The long-term goal is to understand how synapse structure in the adult central nervous system supports learning and memory. We study hippocampal long-term potentiation (LTP), a form of synaptic plasticity that is viewed as a cellular substrate for learning and memory. The focus is on dendritic spines, the tiny protrusions that host more than 90% of excitatory synapses in the brain, are modified during LTP, learning, and memory, and are severely distorted in a variety of neurological disorders. Recently, we have shown that initially saturated LTP can be subsequently augmented if more than 1.5 hours elapse between episodes of LTP induction, with 100% success achieved in adult mouse hippocampus after a 4 hour interval. These findings support the hypothesis that spacing episodes of LTP engages mechanisms that might underlie the advantage of spaced over massed learning. Using 3D reconstruction from serial section electron microscopy (3DEM), we have discovered several changes in synapse structure that manifest over time after the initial saturation of LTP. Both in vivo and in vitro, many synapses had nascent zones, dynamic edge regions that have a postsynaptic density but lack the presynaptic vesicles normally found at active zones. Nascent zones rapidly acquired presynaptic vesicles, thereby converting to active zones however by 30 min. By 2 hr., both nascent and active zones were enlarged, and the greatest synapse enlargement occurred on spines that contained smooth endoplasmic reticulum (SER) and polyribosomes. We will test the hypothesis that the capacity to modify synaptic structure is initially saturated by LTP, and time is required for synapses to recover or grow in preparation for later augmentation. We will verify successful LTP induction with physiology following various pharmacological and genetic manipulations in mature mouse hippocampus prior to performing the more time consuming 3DEM and immunolabeling.

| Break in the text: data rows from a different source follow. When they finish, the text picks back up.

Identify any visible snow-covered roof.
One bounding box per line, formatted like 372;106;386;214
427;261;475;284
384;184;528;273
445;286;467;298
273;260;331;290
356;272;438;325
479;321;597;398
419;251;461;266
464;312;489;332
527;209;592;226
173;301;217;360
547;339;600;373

We aim to test the following hypotheses regarding mechanisms of augmentation: 1) That receptors and presynaptic docking sites must accumulate at synapses enlarged after the initial saturation of LTP. 2) That SER-dependent synapse growth and spine clustering serve the augmentation of LTP. 3) That protein synthesis-dependent growth of synapses is required for augmentation of LTP. 4) That absence of candidate molecules involved in building or stabilizing synapses disrupts saturation or augmentation of LTP. Upon completion of these aims we will know which elements of structural synaptic plasticity are integral to the augmentation of LTP. Outcomes will provide new understanding of the mechanisms of nascent zone conversion, synapse growth, and spine clustering, and whether these processes are coupled to SER expansion, local protein synthesis, and synapse adhesion in preparation for the subsequent augmentation of initially saturated LTP in the mature mouse brain. The results should ultimately inform the development of new strategies to repair dysfunctional synaptic circuits.
Outcomes will provide new insight about how changes in mature synaptic structure prepare neurons to respond to repeated learning experiences. The time required to create the new synaptic area would explain why spaced but not massed learning leads to stronger memories. Ultimately, the findings will inform the development of new strategies to repair dysfunctional synaptic circuits in the mature brain.